The patient was a 60-year-old man with a medical history of untreated severe sleep apnea syndrome, hypertension, and paroxysmal atrial fibrillation without any medication because of low compliance. At early morning, he had sudden back pain and was unresponsive. He was found in his car, and emergently transported to a tertiary medical facility. He demonstrated left hemiplegia, conjugate deviation of the eyes, and convulsions. He was intubated and computed tomography (CT) showed absence of perfusion to right whole cerebral artery without any irreversible brain damage and TAAAD with a 20 mm of intimal tear in the descending aorta, and obvious cardiac tamponade (Fig. 1a-d). The aortic dissection was extended to the just distal of the Vasalva sinus. Four cardiac centers in tertiary hospitals refused to accept him due to inoperability because of probable brain damage. He was finally transferred to our hospital. At arrival, 5 h had already passed from the onset of his condition, and he still showed deep coma and shock vitals with inotropic support. The patient’s estimated standard European System for Cardiac Operative Risk Evaluation (EuroSCORE) II result was 59.25. His family strongly wished to have surgical intervention.

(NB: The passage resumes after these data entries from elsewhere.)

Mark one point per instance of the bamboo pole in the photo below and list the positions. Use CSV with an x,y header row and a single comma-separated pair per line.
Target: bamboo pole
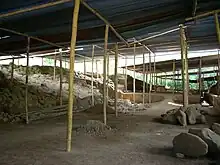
x,y
107,92
144,83
84,62
174,70
12,70
92,82
104,73
126,78
184,66
150,80
134,78
116,79
55,64
26,82
71,74
218,78
61,79
217,27
200,77
154,78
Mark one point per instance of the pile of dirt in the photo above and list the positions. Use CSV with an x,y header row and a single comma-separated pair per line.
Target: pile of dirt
x,y
193,99
198,142
94,128
98,109
184,115
43,92
125,106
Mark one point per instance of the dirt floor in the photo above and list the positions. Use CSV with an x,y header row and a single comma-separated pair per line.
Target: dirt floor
x,y
138,140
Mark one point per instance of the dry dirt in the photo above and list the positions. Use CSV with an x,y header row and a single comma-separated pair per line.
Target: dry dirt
x,y
139,140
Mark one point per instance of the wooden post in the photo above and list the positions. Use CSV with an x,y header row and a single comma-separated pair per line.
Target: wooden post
x,y
55,65
84,62
71,74
12,70
134,86
26,82
217,27
144,83
174,72
200,76
116,80
154,76
126,78
61,79
184,66
107,94
104,73
92,82
150,79
218,78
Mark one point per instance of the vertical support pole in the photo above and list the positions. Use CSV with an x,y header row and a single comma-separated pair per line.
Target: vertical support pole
x,y
12,70
174,72
71,74
184,66
61,78
104,73
55,65
150,79
26,82
154,74
126,78
217,27
116,80
134,81
92,82
84,62
200,76
218,78
144,79
107,75
218,36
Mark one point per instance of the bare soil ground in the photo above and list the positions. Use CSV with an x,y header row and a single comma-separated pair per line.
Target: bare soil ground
x,y
139,140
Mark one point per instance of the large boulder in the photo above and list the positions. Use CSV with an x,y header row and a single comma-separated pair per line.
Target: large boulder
x,y
210,137
189,145
216,128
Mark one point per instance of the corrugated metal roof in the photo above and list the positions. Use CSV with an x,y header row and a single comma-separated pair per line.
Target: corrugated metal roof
x,y
131,18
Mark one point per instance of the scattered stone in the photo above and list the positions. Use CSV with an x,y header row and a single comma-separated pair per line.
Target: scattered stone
x,y
189,145
192,114
216,128
179,155
94,128
181,117
210,137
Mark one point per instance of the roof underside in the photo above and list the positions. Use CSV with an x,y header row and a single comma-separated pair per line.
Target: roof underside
x,y
167,66
131,18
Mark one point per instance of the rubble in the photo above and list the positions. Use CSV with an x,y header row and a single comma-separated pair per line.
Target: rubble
x,y
191,115
94,128
125,106
190,145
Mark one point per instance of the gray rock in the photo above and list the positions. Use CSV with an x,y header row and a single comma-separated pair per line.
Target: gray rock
x,y
216,128
210,137
201,119
192,114
189,145
181,117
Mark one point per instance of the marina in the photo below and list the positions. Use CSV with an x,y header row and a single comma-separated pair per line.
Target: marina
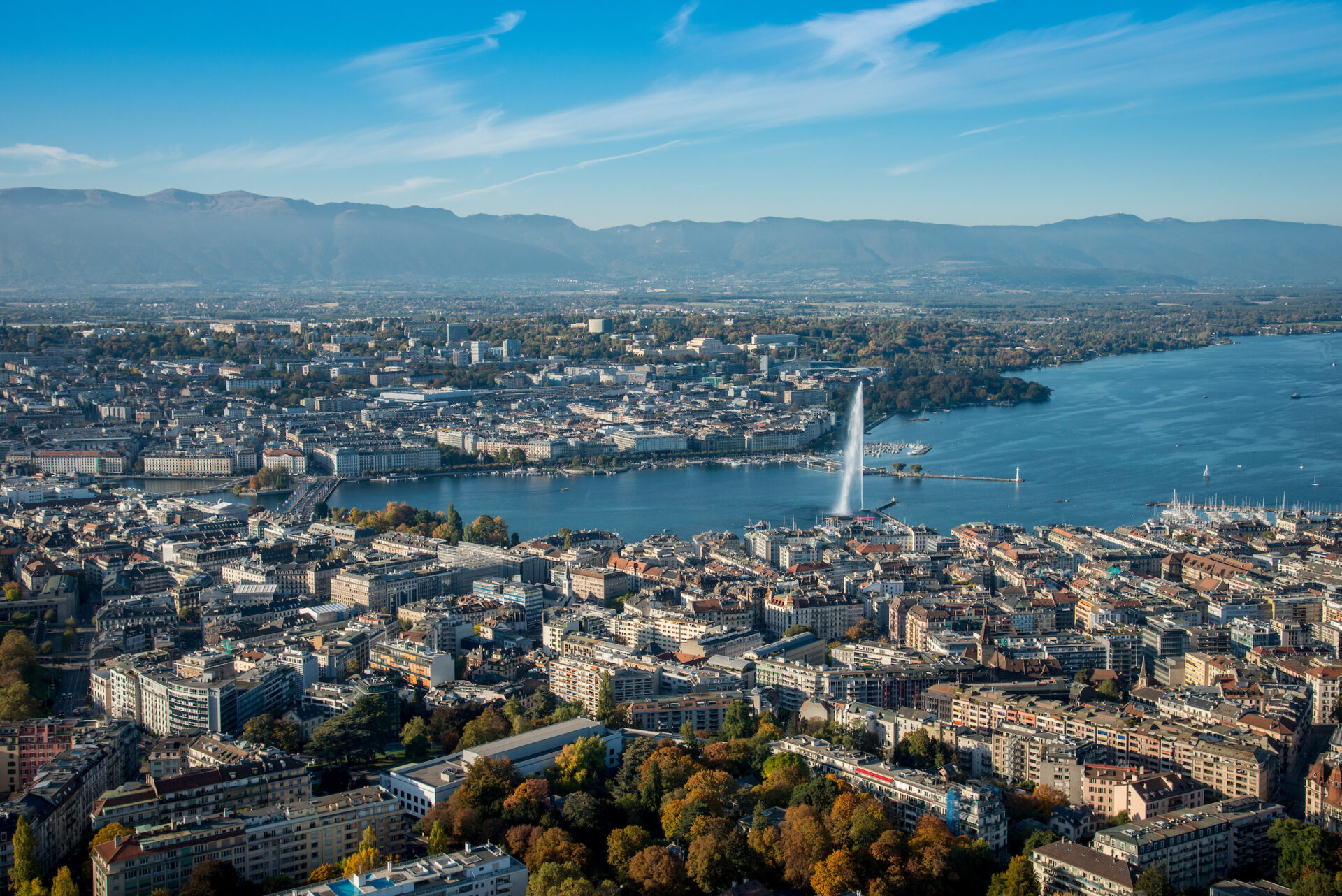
x,y
1120,432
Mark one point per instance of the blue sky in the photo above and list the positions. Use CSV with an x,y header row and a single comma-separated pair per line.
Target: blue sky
x,y
960,112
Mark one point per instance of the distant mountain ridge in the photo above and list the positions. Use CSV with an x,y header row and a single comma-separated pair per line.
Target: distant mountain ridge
x,y
68,239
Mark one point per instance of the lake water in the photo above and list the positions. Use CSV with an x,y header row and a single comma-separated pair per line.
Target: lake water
x,y
1118,432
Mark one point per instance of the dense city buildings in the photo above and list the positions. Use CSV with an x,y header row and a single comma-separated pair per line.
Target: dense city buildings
x,y
217,678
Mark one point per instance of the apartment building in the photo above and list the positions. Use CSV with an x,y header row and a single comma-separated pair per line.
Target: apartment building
x,y
419,785
1065,868
1104,788
412,663
1231,763
580,681
828,614
1046,758
64,790
285,459
185,463
1325,683
704,711
26,746
252,783
886,686
1324,795
163,700
967,809
291,839
96,463
379,592
484,871
1197,846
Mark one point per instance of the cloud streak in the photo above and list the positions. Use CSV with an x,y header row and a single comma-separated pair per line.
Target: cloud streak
x,y
832,67
50,160
412,184
1067,113
675,30
588,163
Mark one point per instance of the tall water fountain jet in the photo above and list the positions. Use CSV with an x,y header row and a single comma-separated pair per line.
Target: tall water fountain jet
x,y
853,461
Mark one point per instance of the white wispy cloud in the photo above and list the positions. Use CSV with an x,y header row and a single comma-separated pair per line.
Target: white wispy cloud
x,y
1066,113
675,29
410,71
1325,137
575,166
412,184
837,66
49,160
419,51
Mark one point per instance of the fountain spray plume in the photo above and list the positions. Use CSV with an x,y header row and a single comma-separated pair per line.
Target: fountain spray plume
x,y
853,461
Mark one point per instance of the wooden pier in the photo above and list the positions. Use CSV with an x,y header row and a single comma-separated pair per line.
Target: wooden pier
x,y
980,479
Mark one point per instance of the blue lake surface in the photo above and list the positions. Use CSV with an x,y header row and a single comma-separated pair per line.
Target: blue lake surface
x,y
1118,432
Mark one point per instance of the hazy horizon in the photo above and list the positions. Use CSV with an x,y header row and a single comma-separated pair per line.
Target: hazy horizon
x,y
951,112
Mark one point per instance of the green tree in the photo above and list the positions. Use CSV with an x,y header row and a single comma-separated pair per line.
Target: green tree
x,y
579,765
211,878
1018,880
623,846
653,790
270,731
738,722
64,884
583,812
367,858
1304,848
489,726
1315,884
415,739
487,783
24,856
656,872
17,655
325,872
438,840
342,739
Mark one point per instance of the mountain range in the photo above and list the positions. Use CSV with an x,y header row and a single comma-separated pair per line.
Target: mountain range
x,y
87,239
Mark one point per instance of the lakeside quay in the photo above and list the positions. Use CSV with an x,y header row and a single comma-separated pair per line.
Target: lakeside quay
x,y
1118,433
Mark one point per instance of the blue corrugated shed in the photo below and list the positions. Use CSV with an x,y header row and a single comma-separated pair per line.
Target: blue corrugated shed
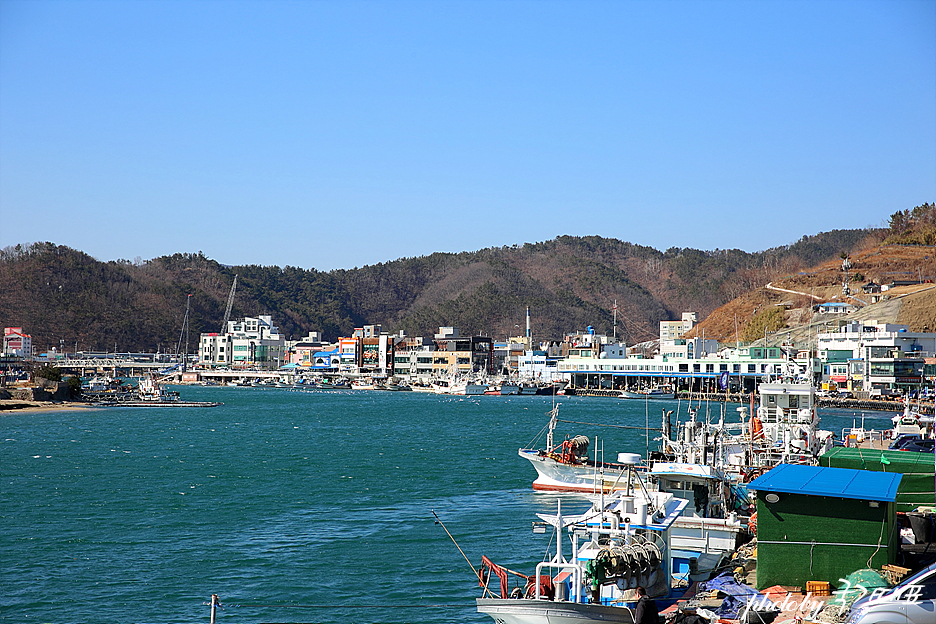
x,y
838,482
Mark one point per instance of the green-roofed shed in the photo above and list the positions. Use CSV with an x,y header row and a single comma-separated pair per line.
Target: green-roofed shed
x,y
918,486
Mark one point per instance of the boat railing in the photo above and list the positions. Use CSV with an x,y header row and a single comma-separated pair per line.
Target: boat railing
x,y
575,577
860,435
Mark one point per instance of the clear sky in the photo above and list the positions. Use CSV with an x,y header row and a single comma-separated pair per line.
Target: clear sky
x,y
337,134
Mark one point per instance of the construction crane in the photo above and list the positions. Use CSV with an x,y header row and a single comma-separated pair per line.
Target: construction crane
x,y
227,311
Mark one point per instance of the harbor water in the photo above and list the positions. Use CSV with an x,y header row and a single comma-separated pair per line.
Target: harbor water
x,y
291,506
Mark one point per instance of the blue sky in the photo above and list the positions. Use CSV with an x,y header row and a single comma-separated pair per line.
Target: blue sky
x,y
338,134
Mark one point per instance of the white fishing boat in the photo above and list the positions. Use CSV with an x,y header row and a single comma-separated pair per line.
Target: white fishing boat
x,y
621,543
649,393
151,393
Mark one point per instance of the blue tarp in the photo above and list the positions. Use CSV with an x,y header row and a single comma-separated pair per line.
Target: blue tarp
x,y
737,597
820,481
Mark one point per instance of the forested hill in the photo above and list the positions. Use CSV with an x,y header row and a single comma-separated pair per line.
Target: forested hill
x,y
60,294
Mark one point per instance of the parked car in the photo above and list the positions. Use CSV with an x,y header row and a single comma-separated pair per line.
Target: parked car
x,y
912,601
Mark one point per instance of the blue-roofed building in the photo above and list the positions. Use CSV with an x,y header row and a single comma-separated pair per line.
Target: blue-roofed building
x,y
822,524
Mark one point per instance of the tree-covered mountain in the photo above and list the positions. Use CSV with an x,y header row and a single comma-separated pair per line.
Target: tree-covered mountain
x,y
61,295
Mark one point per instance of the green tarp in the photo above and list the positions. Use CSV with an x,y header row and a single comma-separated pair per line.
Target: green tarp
x,y
918,486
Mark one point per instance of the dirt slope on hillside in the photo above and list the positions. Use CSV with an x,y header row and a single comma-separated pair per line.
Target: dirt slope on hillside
x,y
913,305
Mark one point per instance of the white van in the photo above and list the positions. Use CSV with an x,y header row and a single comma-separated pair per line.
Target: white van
x,y
912,601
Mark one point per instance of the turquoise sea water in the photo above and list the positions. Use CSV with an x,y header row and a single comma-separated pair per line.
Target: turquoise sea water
x,y
292,507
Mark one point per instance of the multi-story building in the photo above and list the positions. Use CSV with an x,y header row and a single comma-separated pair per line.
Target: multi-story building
x,y
16,342
671,330
249,342
872,356
456,354
735,368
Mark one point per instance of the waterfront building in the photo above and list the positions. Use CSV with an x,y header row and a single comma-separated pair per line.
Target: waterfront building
x,y
823,523
412,356
734,368
461,355
17,343
875,357
376,350
248,342
672,330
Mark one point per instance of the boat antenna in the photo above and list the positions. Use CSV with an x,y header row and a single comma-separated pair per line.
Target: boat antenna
x,y
440,523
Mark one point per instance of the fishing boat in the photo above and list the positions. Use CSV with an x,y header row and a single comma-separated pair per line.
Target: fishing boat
x,y
509,387
475,388
621,543
151,393
911,422
658,392
783,429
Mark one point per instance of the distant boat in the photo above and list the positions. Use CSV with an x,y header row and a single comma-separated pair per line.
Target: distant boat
x,y
510,388
649,393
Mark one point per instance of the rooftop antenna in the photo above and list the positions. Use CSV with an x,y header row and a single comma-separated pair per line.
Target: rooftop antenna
x,y
227,311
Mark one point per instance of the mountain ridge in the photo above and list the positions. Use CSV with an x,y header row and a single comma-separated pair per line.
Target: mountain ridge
x,y
63,296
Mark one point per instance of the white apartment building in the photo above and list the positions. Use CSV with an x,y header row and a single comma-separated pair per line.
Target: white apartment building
x,y
671,330
249,342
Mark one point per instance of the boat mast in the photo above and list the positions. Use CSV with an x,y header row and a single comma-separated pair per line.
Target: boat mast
x,y
184,333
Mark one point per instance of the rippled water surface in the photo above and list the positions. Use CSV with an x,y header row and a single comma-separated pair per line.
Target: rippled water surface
x,y
292,507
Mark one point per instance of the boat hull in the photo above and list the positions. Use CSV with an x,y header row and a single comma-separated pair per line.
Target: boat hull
x,y
627,394
532,611
553,476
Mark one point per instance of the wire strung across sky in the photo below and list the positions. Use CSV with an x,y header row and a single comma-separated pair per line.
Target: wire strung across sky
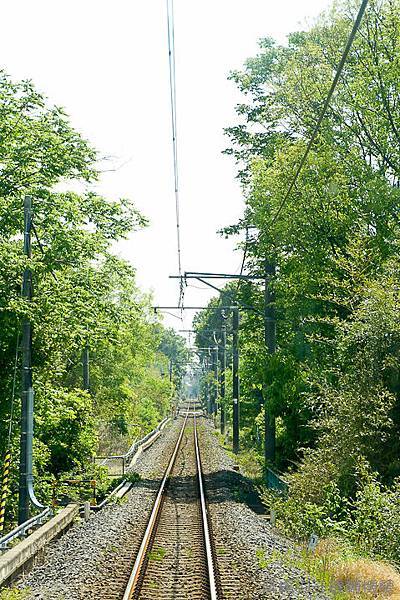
x,y
322,114
172,82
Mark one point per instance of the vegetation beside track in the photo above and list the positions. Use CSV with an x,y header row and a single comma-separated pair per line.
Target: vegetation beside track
x,y
333,384
83,295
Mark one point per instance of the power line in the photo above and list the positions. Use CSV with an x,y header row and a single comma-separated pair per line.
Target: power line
x,y
339,70
172,85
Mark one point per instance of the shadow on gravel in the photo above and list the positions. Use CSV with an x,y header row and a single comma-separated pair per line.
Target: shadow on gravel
x,y
221,486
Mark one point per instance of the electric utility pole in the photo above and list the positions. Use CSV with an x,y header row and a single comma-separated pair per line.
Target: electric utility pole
x,y
86,367
216,380
235,378
26,375
270,343
223,369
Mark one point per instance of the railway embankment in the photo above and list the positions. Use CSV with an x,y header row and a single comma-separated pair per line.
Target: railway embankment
x,y
93,559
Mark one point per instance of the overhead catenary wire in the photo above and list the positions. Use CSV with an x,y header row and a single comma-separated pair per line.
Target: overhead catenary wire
x,y
325,106
172,84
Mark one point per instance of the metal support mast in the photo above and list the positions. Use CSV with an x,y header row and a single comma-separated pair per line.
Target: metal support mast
x,y
86,367
222,380
235,379
26,492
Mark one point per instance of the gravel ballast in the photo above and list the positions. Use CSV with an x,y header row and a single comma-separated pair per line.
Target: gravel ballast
x,y
84,560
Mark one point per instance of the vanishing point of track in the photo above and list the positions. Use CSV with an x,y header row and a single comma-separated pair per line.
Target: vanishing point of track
x,y
176,558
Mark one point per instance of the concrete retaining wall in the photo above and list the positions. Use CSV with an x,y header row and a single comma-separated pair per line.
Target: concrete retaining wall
x,y
12,561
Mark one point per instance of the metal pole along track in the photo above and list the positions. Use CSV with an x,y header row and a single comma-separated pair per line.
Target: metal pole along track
x,y
137,568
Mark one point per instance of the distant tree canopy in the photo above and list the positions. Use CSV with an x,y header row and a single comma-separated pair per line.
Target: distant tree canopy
x,y
83,293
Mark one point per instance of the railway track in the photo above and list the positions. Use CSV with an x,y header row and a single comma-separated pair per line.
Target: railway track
x,y
176,558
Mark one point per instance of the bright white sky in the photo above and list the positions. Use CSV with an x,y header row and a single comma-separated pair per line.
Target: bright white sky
x,y
107,64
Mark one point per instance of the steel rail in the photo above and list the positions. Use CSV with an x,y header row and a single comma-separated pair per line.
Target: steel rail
x,y
204,514
137,568
137,571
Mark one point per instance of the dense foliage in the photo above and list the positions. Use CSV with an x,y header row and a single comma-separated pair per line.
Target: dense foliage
x,y
333,383
82,294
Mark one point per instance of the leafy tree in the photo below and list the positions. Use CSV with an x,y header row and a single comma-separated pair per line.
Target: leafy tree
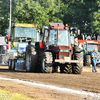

We performed emergency surgery. Initially, median sternotomy was performed, and cardiopulmonary bypass was established through femoral arterial cannulation and single two-stage venous cannulation via right atrial appendage. Intraoperative transesophageal echocardiography demonstrated mild aortic regurgitation. We then proceeded to treat the patient using the new surgical approach devised by us for high-risk patients, reported previously (stepwise external wrapping: SEW) [1, 2]. The ascending aorta was carefully separated from the pulmonary arterial trunk and right pulmonary artery. Pieces of a Triplex artificial graft® (Vascutek Terumo, Tokyo, Japan) were tailored and placed around the aorta from the coronary ostia to the innominate artery and approximated so as to tightly wrap the ascending aorta (Fig. 2a). At this moment, near-infrared spectroscopy cerebral oximetry with Invos™ (Medtronic®, Minneapolis, MN, USA) revealed significant improvement of the cerebral perfusion. The operation time was 88 min and cardiopulmonary bypass time was 29 min. 3 h later, he was extubated without any neurological damage. One week later, thoracic endovascular aortic repair (TEVAR) was performed. The intimal tear was located in the descending aorta 104 mm distal from the left subclavian artery (Zone T5). Since the distance from the proximal landing zone (Zone 3) was sufficient, we placed A 10% oversized aortic stent graft proximally 50 mm from the entry and distally 150 mm from the entry with Navion® (22–22-180; Medtronic, Santa Rosa, CA, USA) and TX-D extension® (24–24-80; Medtronic). In addition, we placed a TX-D® (barestent; 36–123; Medtronic) and TX-D® (barestent; 36–164; Medtronic). Finally, distal end was located just above the aortic bifurcation.
The length of hospitalization was 14 days. No neurological complications or minor complications were encountered. Postoperative CT showed that proper positioning of the stent graft without any endoleak, good brain perfusion (Fig. 1c, d). The patient was discharged in good physical condition without any complications and is doing well at 6 months after surgery.